Strano ma vero!
Pubblicato il 04-06-2022
Mario Draghi, presidente del Consiglio, non va in televisione, non accetta inviti di nessun genere ai talk show, non partecipa ai dibattiti sotto la luce dei riflettori e non concede interviste massmediatiche di qualsiasi colore o parte siano; parla il minimo indispensabile e solo nelle sedi ufficiali… Non un uomo pubblico, ma praticamente un extraterrestre nel panorama italiano.
Matteo Salvini, leader di partito con il 17% dei voti, fa politica davanti alle telecamere, non si sottrae alle domande dei giornalisti, sfrutta ogni occasione che gli si presenta per piazzare il suo faccione barbuto in televisione e vive di proclami affidati all’etere che sono il suo vero programma politico. In una recente uscita mediatica, ha ripreso un tema a lui particolarmente caro, il ripristino del servizio militare di leva obbligatorio.
Umberto Galimberti, filosofo, accademico e psicoanalista, in un suo recente intervento sul mondo giovanile, tra le altre cose, ha auspicato il totale allontanamento a scopo terapeutico dei genitori dal mondo della scuola e un ritorno a un corpo docente svincolato da ogni tipo di ingerenza che nulla ha a che fare con la didattica, i suoi tempi e le sue regole.

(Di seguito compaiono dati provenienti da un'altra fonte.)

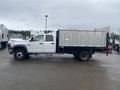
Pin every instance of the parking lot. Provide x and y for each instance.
(60, 72)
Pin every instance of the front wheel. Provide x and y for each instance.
(84, 56)
(19, 55)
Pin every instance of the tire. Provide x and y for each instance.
(19, 55)
(84, 56)
(76, 56)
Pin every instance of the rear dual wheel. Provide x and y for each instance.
(20, 55)
(83, 56)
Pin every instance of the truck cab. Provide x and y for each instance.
(43, 43)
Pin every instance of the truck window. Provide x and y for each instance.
(38, 38)
(49, 38)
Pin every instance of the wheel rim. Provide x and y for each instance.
(19, 55)
(84, 57)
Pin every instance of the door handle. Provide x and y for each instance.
(40, 43)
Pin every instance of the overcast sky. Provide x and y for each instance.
(75, 14)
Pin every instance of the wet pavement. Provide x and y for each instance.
(60, 72)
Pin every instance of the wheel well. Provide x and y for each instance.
(20, 48)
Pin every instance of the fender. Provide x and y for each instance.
(20, 46)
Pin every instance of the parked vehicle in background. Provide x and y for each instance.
(3, 36)
(80, 43)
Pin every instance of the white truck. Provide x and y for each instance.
(3, 36)
(80, 43)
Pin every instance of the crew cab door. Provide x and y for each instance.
(36, 44)
(50, 44)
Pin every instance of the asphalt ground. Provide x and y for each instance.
(60, 72)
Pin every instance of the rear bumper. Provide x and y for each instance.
(10, 50)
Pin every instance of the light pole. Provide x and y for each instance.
(46, 22)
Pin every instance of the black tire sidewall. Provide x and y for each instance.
(82, 58)
(17, 58)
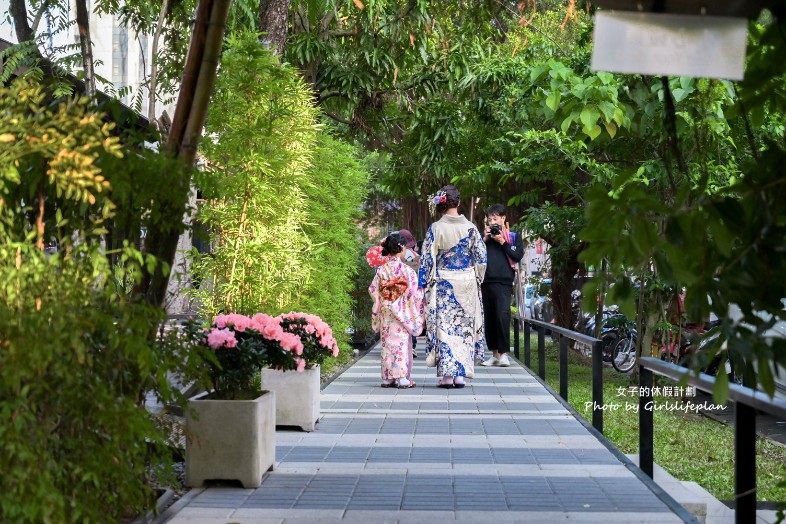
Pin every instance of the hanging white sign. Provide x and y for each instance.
(673, 45)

Tre personaggi noti che poco altro hanno in comune se non il fatto che in queste loro convinte prese di posizione, in qualche maniera si contrappongono a un modo di essere e di pensare molto diffuso tra i giovani e al loro quotidiano menage popolato di falsi idoli e spropositate tutele. L’apparire innanzitutto, stella polare di una generazione che per esistere deve vivere perennemente connessa e possibilmente di fronte a uno smartphone acceso in modalità video, essere rilanciato sui social, inseguire a ogni costo nuovi contatti e like, trasformare ogni gesto, ogni azione e ogni scelta in immagine da consacrare all’etere pena un oscuro e misterioso oblio. Non già uscire con gli amici e dare sfogo alla corporalità e fisicità tipiche della gioventù ma rinchiudersi nel proprio mondo, spesso la propria stanza, per dedicarsi e donarsi allo schermo nella penombra elettronica, al riparo dalla società reale.
Anche l’obbligo di leva, tanto caro a Salvini, è per loro uno spauracchio del passato, destinazioni lontane da casa, ordini e divise non li rapiranno più per i consueti 12 mesi di naja, lontano dalla famiglia e dalle sue dinamiche iperprotettive. Il termine obbedienza, tanto abusato in caserma quanto sconosciuto tra le mura domestiche, è scomparso dallo scarnificato lessico giovanile. Il militare peraltro non è sicuramente la soluzione del problema. Il servizio civile e una forma organizzata di volontariato, li porterebbero sicuramente nella direzione giusta. E per finire la scuola, l’ultimo baluardo di educazione e socializzazione imposto dalla Stato, sempre più imbavagliata e condizionata da orde di genitori che aspirano in ultimo non già alla formazione dei rampolli ma esclusivamente alla loro protezione, quasi che la comunità scolastica e il corpo docente fossero un temibile avversario da combattere e non uno strumento di crescita, di confronto e perché no, di sfida con se stessi e i propri limiti.
La pandemia che continua certo non aiuta a sconfiggere paure e solitudini degli individui, ma sinceramente troppe tutele e sicurezze rischiano di impedirci di riuscire a rompere il guscio che ci stiamo costruendo intorno.